Many authors have used the typical dishes of the Caribbean, such as sancocho, ajiaco, or callaloo, as the most appropriate image to define Caribbean culture as a combination of the different African, Spanish, indigenous, Asian, and Arab cultures. The process of transculturation of these different cultures began at the end of the 15th and beginning of the 16th centuries. It is necessary not only to consider the first instance between Spaniards and Taínos, but also to refer to later instances between Spaniards and Africans, Africans and Taínos, and among the different African ethnic groups—especially in the escaped slave communities, where groups were isolated during long periods. To create a taxonomy in order to enumerate the elements belonging specifically to African, Spanish, Taíno, or Arab culture would constitute a reductionism. Caribbean culture must be considered in its totality, as in what Darcy Ribeiro (1975) termed “a new people” arisen from the peoples who came before. According to Ribeiro, an anthropologist, new peoples are the result of the “conjunction, deculturation and fusion of African, European and indigenous ethnic matrices” (1975, p. 33). New peoples are characterized by the implementation of chattel slavery and the model of the plantation economy. As a new people, Caribbeans are neither indigenous, nor African, nor European. Rather, one must consider as a whole a series of values, attitudes, and self-images shared by Caribbeans.

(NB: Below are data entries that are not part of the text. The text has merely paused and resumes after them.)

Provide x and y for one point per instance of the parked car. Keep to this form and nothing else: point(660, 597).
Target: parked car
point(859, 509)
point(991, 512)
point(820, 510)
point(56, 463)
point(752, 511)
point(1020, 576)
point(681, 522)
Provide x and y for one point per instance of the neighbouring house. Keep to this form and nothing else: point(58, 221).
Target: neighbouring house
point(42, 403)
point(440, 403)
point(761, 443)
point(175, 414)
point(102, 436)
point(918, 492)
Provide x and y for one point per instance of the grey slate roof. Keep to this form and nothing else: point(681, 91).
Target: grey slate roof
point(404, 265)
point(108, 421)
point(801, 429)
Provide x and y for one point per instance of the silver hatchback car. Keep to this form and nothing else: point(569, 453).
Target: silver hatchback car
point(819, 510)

The Caribbean Now and in the Future

The Caribbean is one of the most culturally diverse regions of the world. As diverse as it is from a cultural standpoint, it is equally diverse in political terms. Different forms of government currently exist in the Caribbean: Cuba was the first socialist country in Latin America; the formally independent democratic countries of Haiti and the Dominican Republic share the island of Hispaniola; several countries have a colonial status, including Puerto Rico (U.S.), the Virgin Islands (U.S. and U.K.), Martinique, Guadeloupe (France), Sint Maarten (Netherlands)/Saint-Martin (France), Aruba, Curaçao, Bonaire, Saba, and Sint Eustatius (Netherlands); and there are commonwealth countries such as Jamaica, and Trinidad and Tobago.

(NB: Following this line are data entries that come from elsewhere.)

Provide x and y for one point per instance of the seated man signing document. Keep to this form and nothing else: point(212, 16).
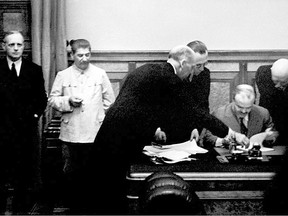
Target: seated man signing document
point(243, 116)
point(151, 97)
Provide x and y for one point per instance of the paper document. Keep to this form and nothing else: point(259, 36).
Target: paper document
point(257, 138)
point(174, 153)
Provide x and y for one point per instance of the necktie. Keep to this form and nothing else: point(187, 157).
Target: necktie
point(13, 70)
point(243, 128)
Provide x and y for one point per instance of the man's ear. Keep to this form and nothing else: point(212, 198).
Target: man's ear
point(71, 55)
point(182, 63)
point(3, 46)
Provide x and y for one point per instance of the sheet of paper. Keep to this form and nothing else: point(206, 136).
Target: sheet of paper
point(173, 153)
point(258, 138)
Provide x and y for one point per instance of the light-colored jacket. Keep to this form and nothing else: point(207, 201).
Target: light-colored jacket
point(81, 124)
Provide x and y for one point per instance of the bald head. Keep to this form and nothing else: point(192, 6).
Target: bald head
point(182, 58)
point(244, 97)
point(279, 73)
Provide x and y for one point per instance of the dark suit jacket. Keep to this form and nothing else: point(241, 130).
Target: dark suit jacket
point(259, 120)
point(21, 98)
point(199, 89)
point(276, 101)
point(151, 96)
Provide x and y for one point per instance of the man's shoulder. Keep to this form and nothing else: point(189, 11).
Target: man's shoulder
point(96, 68)
point(29, 63)
point(264, 69)
point(223, 110)
point(259, 109)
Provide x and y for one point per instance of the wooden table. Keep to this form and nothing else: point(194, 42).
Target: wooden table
point(224, 188)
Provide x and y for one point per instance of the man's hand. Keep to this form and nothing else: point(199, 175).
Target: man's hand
point(238, 137)
point(271, 135)
point(160, 136)
point(241, 139)
point(194, 135)
point(75, 101)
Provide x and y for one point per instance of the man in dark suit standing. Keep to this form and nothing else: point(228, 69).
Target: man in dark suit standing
point(152, 96)
point(23, 101)
point(272, 82)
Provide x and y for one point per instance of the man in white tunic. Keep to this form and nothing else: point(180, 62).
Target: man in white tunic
point(82, 93)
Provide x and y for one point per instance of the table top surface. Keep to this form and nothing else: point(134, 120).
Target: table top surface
point(207, 166)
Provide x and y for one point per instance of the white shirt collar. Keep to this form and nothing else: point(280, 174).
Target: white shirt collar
point(17, 63)
point(173, 67)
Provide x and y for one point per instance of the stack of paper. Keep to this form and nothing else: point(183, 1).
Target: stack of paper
point(173, 153)
point(257, 138)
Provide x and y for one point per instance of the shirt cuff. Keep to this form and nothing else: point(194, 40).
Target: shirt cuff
point(219, 142)
point(231, 134)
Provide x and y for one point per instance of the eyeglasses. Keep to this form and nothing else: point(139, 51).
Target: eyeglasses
point(200, 65)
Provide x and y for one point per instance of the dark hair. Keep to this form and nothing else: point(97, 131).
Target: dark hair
point(79, 43)
point(10, 33)
point(198, 46)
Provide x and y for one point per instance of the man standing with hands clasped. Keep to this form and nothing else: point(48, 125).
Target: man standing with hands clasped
point(23, 101)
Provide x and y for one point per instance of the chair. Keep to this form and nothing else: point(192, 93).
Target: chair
point(168, 193)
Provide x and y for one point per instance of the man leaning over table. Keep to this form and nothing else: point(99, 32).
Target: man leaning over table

Currently, the common denominator in all Caribbean countries, from a political standpoint, is the influence of the United States in its intervention in the internal affairs and destinies of these countries. The Spanish-American War, supported by the Monroe Doctrine, marks a point of departure for the United States’ interventionist policies in the region: the status of Puerto Rico and the U.S. Virgin Islands as self-governing unincorporated territories; the Platt Amendment in Cuba up to 1905; the invasions of Haiti (1916–1932), the Dominican Republic (1916–1924, 1965–1966), and Grenada (1973, 1983); and support for Caribbean dictators Trujillo in the Dominican Republic and Papa Doc and Baby Doc Duvalier in Haiti.

With 40 million inhabitants, the Caribbean region’s most pressing political agenda should be the formation of a selfsufficient Caribbean Economic Community, with which, by means of an open market, residents of each island could supply the others with products they do not produce themselves (Knight, personal communication, July 2007). If Eugenio María de Hostos’s dreamed-of Antillean Confederation or the Caribbean Commonwealth has been a failure, then it is possibly the result of their cultural and political emphases to the detriment of economic affairs. Obviously, obstacles such as the dependence of colonies on the mother country and neocolonial relations with the United States persist.

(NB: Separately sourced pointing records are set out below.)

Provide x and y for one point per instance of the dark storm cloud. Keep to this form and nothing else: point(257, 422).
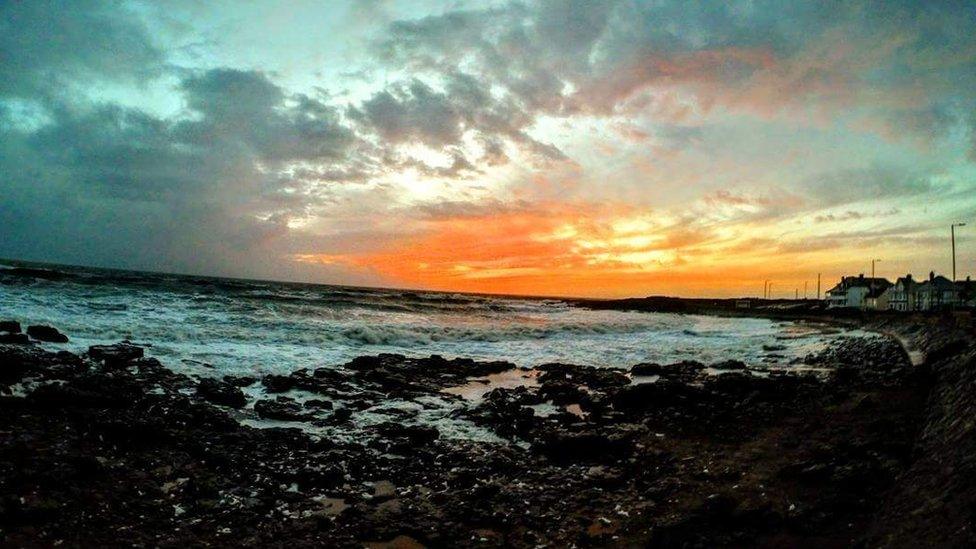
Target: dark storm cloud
point(48, 45)
point(416, 112)
point(563, 57)
point(199, 193)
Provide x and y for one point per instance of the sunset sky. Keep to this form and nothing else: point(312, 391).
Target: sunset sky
point(559, 148)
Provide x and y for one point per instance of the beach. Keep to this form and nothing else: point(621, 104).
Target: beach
point(805, 429)
point(111, 447)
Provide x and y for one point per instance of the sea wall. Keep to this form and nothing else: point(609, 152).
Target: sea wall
point(933, 503)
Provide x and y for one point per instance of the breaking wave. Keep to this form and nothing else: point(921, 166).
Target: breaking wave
point(242, 326)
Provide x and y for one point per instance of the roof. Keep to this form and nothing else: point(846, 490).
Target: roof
point(875, 286)
point(937, 283)
point(906, 281)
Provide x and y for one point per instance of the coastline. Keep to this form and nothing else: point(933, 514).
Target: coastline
point(115, 442)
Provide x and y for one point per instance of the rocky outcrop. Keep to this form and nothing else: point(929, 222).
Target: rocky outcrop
point(222, 393)
point(933, 503)
point(46, 333)
point(582, 456)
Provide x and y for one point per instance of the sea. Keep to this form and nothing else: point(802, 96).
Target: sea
point(217, 326)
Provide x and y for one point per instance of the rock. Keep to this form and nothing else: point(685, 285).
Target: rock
point(646, 369)
point(729, 365)
point(46, 333)
point(14, 338)
point(684, 370)
point(383, 489)
point(10, 326)
point(118, 355)
point(278, 384)
point(563, 446)
point(282, 410)
point(341, 414)
point(416, 434)
point(240, 381)
point(222, 393)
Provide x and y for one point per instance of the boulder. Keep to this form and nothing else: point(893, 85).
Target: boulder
point(117, 355)
point(730, 365)
point(646, 369)
point(280, 409)
point(46, 333)
point(221, 392)
point(14, 338)
point(10, 326)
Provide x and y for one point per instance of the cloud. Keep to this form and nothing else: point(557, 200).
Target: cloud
point(866, 184)
point(206, 193)
point(50, 47)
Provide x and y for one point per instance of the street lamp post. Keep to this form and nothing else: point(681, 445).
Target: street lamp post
point(952, 231)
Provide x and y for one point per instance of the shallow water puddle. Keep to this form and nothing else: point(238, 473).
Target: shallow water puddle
point(477, 388)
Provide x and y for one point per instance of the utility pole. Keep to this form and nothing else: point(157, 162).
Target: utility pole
point(952, 231)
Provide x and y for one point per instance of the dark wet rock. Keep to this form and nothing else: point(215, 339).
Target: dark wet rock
point(505, 411)
point(279, 409)
point(688, 461)
point(415, 434)
point(278, 384)
point(341, 414)
point(10, 326)
point(603, 445)
point(14, 338)
point(240, 381)
point(318, 404)
point(729, 365)
point(221, 392)
point(118, 355)
point(587, 376)
point(396, 374)
point(46, 333)
point(686, 370)
point(646, 369)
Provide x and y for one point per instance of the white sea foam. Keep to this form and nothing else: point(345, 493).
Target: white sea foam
point(240, 327)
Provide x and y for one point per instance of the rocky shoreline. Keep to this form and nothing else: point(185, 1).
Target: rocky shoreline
point(112, 448)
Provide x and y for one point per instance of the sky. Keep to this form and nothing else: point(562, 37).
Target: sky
point(566, 147)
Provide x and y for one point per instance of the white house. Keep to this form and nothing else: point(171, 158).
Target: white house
point(857, 292)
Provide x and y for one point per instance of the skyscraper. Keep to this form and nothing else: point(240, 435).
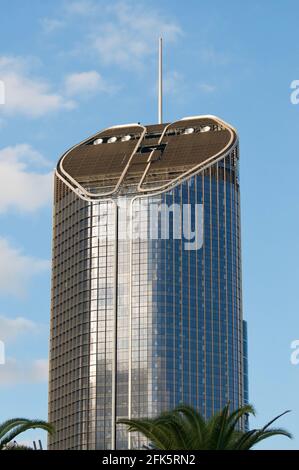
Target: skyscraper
point(146, 279)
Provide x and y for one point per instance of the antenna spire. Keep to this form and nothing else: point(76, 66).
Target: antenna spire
point(160, 83)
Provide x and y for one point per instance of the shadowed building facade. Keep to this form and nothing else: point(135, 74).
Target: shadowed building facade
point(141, 323)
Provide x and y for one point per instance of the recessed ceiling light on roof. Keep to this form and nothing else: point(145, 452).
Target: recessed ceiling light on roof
point(205, 129)
point(125, 138)
point(98, 141)
point(189, 130)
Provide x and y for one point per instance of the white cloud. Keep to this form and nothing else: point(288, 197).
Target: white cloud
point(50, 25)
point(81, 7)
point(15, 372)
point(85, 83)
point(16, 268)
point(129, 34)
point(23, 186)
point(13, 328)
point(25, 95)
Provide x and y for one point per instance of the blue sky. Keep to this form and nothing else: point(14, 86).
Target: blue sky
point(71, 68)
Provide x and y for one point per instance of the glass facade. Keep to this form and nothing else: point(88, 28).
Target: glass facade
point(139, 323)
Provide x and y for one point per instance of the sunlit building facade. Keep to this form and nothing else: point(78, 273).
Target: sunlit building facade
point(146, 280)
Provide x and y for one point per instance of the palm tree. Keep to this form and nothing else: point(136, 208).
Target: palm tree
point(11, 428)
point(185, 429)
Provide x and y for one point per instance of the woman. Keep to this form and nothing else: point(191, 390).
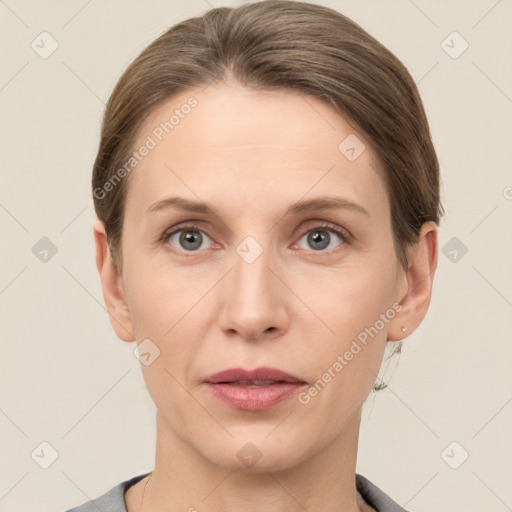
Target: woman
point(267, 195)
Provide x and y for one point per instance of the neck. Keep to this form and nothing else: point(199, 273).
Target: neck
point(184, 480)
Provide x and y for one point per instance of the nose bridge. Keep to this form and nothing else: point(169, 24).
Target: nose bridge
point(253, 297)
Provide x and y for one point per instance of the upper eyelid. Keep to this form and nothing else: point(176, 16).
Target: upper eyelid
point(328, 226)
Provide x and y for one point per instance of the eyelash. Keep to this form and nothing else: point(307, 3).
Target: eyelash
point(345, 236)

Caribbean culture finds itself in a process of change much more rapid than previously experienced as a consequence of the emigration of Caribbeans to and return from hegemonic centers, which impacts their respective cultures when they bring back other habits, customs, values, and so forth. Although immigration and so-called globalization are not new phenomena in the Caribbean, the current process of transculturation is much more accelerated than that of 50 or 100 years ago. A musical example is that of salsa, which came into being in New York among Dominican, Puerto Rican, and Cuban immigrants and returned to the Caribbean to become the national genre of Puerto Rico.